Gramsci, o pequeno diabo da ideologia no Brasil
Antonio Gramsci, o escritor italiano mais estudado e traduzido no mundo, juntamente com Dante e Maquiavel, objeto de pesquisas científicas nas mais diversas disciplinas (da teologia à crítica literária, da pedagogia à filosofia política, da linguística à história das relações internacionais), em todos os continentes, inclusive países não classificados como suspeitos de simpatias socialistas, como os EUA, na histeria coletiva que parece ter atingido o Brasil, ele é considerado como o responsável pela ideologização, entendida como uma visão partidista e anticientífica, das principais universidades públicas.
Trata-se, obviamente, de uma mentira, pois, seja como for, essa corrente de pensamento, embora significativa, continua amplamente minoritária nas várias universidades; mas, indo além desse mero dado quantitativo, entremos no mérito da questão. Não compreendemos por qual motivo podemos utilizar livremente referências teóricas como Locke, Constant, Smith e Tocqueville – ou afirmamos o primado absoluto da visão liberal (na economia, nas relações sociais, na história do pensamento político), e não sermos acusados de ideologismo. Por outro lado, se usarmos categorias do materialismo histórico ou da crítica da economia política, automaticamente nos tornamos culpados de manipuladores intelectuais ou ideólogos.

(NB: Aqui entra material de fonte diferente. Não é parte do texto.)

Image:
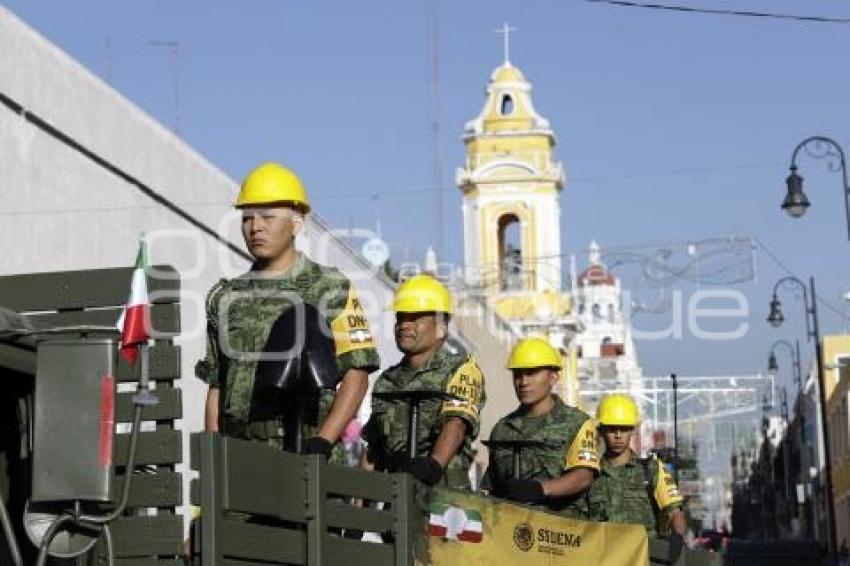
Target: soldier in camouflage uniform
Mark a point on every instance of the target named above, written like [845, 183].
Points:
[242, 311]
[631, 489]
[558, 469]
[446, 428]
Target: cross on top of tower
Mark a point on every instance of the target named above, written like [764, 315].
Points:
[506, 30]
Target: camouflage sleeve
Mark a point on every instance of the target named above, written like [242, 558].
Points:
[207, 369]
[467, 385]
[583, 452]
[666, 491]
[355, 347]
[486, 480]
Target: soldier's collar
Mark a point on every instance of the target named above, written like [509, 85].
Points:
[523, 413]
[436, 360]
[632, 461]
[295, 270]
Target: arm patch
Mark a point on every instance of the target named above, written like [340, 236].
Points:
[466, 383]
[666, 491]
[351, 328]
[584, 450]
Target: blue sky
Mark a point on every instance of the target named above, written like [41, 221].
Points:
[672, 127]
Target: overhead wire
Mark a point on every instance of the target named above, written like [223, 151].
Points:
[720, 12]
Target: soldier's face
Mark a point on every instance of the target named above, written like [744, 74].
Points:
[416, 332]
[533, 385]
[617, 438]
[269, 231]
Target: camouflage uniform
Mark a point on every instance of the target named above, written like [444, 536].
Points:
[623, 495]
[240, 314]
[570, 435]
[386, 431]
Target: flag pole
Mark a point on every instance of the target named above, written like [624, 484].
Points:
[143, 396]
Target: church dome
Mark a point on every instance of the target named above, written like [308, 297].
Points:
[507, 73]
[596, 275]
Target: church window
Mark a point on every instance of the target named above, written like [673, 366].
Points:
[507, 105]
[510, 252]
[597, 311]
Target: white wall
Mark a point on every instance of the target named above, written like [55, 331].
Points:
[61, 211]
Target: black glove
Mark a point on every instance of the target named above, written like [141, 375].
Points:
[524, 491]
[676, 545]
[425, 469]
[317, 445]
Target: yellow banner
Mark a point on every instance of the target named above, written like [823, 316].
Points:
[470, 529]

Em linhas gerais, a principal preocupação hoje é evitar a “postura ideológica”; por isso, é preciso ater-se aos fatos e aos documentos, sem que sejam conectados de acordo com um discurso, orgânico e coerente ou contraditório, fruto da própria capacidade de escolha e que seja funcional às próprias finalidades. Certamente, resta compreender por que motivo essa discricionariedade do discurso é um problema quando realizada por intelectuais portadores de determinadas concepções de mundo e não por outros.
Em todo caso, evitar uma postura ideológica, no mais vulgar sentido do termo (o que seria mais correto falar de demagogia), é uma exigência real, sacrossanta, dos intelectuais. O próprio Gramsci assinalou o caráter fetichista e ideológico de certa historiografia do Risorgimento, que manipulava o passado para legitimar as exigências políticas do presente e “fanatizar a vontade da nação”, sem mobilizar no processo de unificação italiano as grandes massas camponesas. No entanto, quando essa exigência “empírica” se torna apenas um álibi para tirar o direito de cidadania às leituras críticas da realidade, nos encontramos diante da mais clássica das operações políticas e ideológicas; e a retórica da “objetividade anti-ideológica” é apenas a “folha de parreira” que serve apenas para encobrir uma grande hipocrisia.
Goste ou não, a visão do mundo a qual cada um de nós portamos (mais ou menos conscientemente) não é uma blusa que podemos vestir ou tirar quando nos preparamos para fazer uma pesquisa ou lecionar. Mesmo por detrás da mais rigorosa escolha dos materiais a serem utilizados, ou a seleção das assim chamadas fontes, há inevitavelmente uma avaliação arbitrária (subjetiva), um propósito (ou preconceito) relacionado com a concepção de mundo da qual somos portadores mais ou menos conscientemente. Mais do que aspirar à abstrata objetividade na descrição de uma narrativa inevitavelmente subjetiva, seria necessário nos dedicarmos à honestidade intelectual do bom senso, ou seja, avaliar imparcialmente a contribuição dada à história da humanidade por todas as diferentes visões de mundo, mesmo aquelas mais distantes da nossa. Estabelecer uma hierarquia seletiva – e a partir dela elaborar um novo “rol” das obras destinadas à condenação eterna por heresia, por se oporem a um hit parade dos autores aceitos na corte – seria exatamente o oposto do propósito que (instrumentalmente) se afirma querer perseguir, dando lugar à mais tradicional forma de arbitrariedade e censura conservadora.